Robert Southey, like Jeremy Bentham, with whom the Quarterly Reviewer would have grudged to have been classified, loved cats. His son, in his "Life and Correspondence," vol. vi. p. 210, says—"My father's fondness for cats has been occasionally shown by allusion in his letters,[132] and in 'The Doctor' is inserted an amusing memorial of the various cats which at different times were inmates of Greta Hall. He rejoiced in bestowing upon them the strangest appellations, and it was not a little amusing to see a kitten answer to the name of some Italian singer or Indian chief, or hero of a German fairy tale, and often names and titles were heaped one upon another, till the possessor, unconscious of the honour conveyed, used to 'set up his eyes and look' in wonderment. Mr Bedford had an equal liking for the feline race, and occasional notices of their favourites therefore passed between them, of which the following records the death of one of the greatest:—
"'To Grosvenor C. Bedford, Esq.
"'Keswick, May 18, 1833.
"'My Dear G—— ... —Alas! Grosvenor, this day poor old Rumpel was found dead, after as long and happy a life as cat could wish for, if cats form wishes on that subject. His full titles were:—"The Most Noble the Archduke Rumpelstiltzchen, Marquis M'Bum, Earl Tomlemagne, Baron Raticide, Waowhler, and Skaratch." There should be a court mourning in Catland, and if the Dragon[133] wear a black ribbon round his neck, or a band of crape À la militaire round one of the fore paws, it will be but a becoming mark of respect.
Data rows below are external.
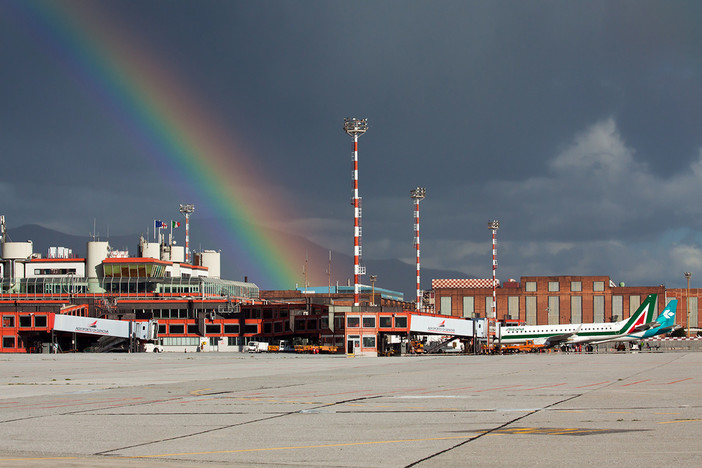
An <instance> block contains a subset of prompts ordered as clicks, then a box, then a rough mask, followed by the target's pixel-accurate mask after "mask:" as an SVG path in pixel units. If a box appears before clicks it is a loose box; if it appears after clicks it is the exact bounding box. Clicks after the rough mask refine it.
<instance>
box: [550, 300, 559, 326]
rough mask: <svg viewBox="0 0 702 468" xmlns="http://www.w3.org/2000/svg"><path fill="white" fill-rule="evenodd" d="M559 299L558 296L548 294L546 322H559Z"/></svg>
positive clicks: (553, 324) (550, 324)
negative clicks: (548, 294) (550, 295)
mask: <svg viewBox="0 0 702 468" xmlns="http://www.w3.org/2000/svg"><path fill="white" fill-rule="evenodd" d="M560 315H561V311H560V301H559V298H558V296H549V298H548V324H549V325H555V324H558V323H560Z"/></svg>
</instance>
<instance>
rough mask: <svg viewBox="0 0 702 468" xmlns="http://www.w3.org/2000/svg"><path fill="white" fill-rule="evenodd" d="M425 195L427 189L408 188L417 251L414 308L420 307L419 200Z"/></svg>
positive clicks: (414, 236) (425, 194)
"'As we have no catacombs here, he is to be decently interred in the orchard, and cat-mint planted on his grave. Poor creature, it is well that he has thus come to his end after he had become an object of pity, I believe we are, each and all, servants included, more sorry for his loss, or rather more affected by it, than any one of us would like to confess.
"'I should not have written to you at present, had it not been to notify this event.
R. S.'"
In a letter from Leyden to his son Cuthbert, then in his seventh year, he says—"I hope Rumpelstiltzchen has recovered his health, and that Miss Cat is well; and I should like to know whether Miss Fitzrumpel has been given away, and if there is another kitten. The Dutch cats do not speak exactly the same language as the English ones. I will tell you how they talk when I come home."[134]
Archbishop Whately's Anecdote of the Cat that used to Ring the Bell.
Archbishop Whately[135] records a case of an act done by a cat, which, if done by a man, would be called reason. He says—"This cat lived many years in my mother's family, and its feats of sagacity were witnessed by her, my sisters, and myself. It was known, not merely once or twice, but habitually, to ring the parlour bell whenever it wished the door to be opened. Some alarm was excited on the first occasion that it turned bell-ringer. The family had retired to rest, and in the middle of the night the parlour-bell was rung violently; the sleepers were startled from their repose, and proceeded down-stairs, with pokers and tongs, to interrupt, as they thought, the predatory movement of some burglar; but they were agreeably surprised to discover that the bell had been rung by pussy; who frequently repeated the act whenever she wanted to get out of the parlour."
A friend (D. D., Esq., Edinburgh) tells me of a cat his family had in the country, that used regularly to "tirl at the pin" of the back door when it wished to get in to the house.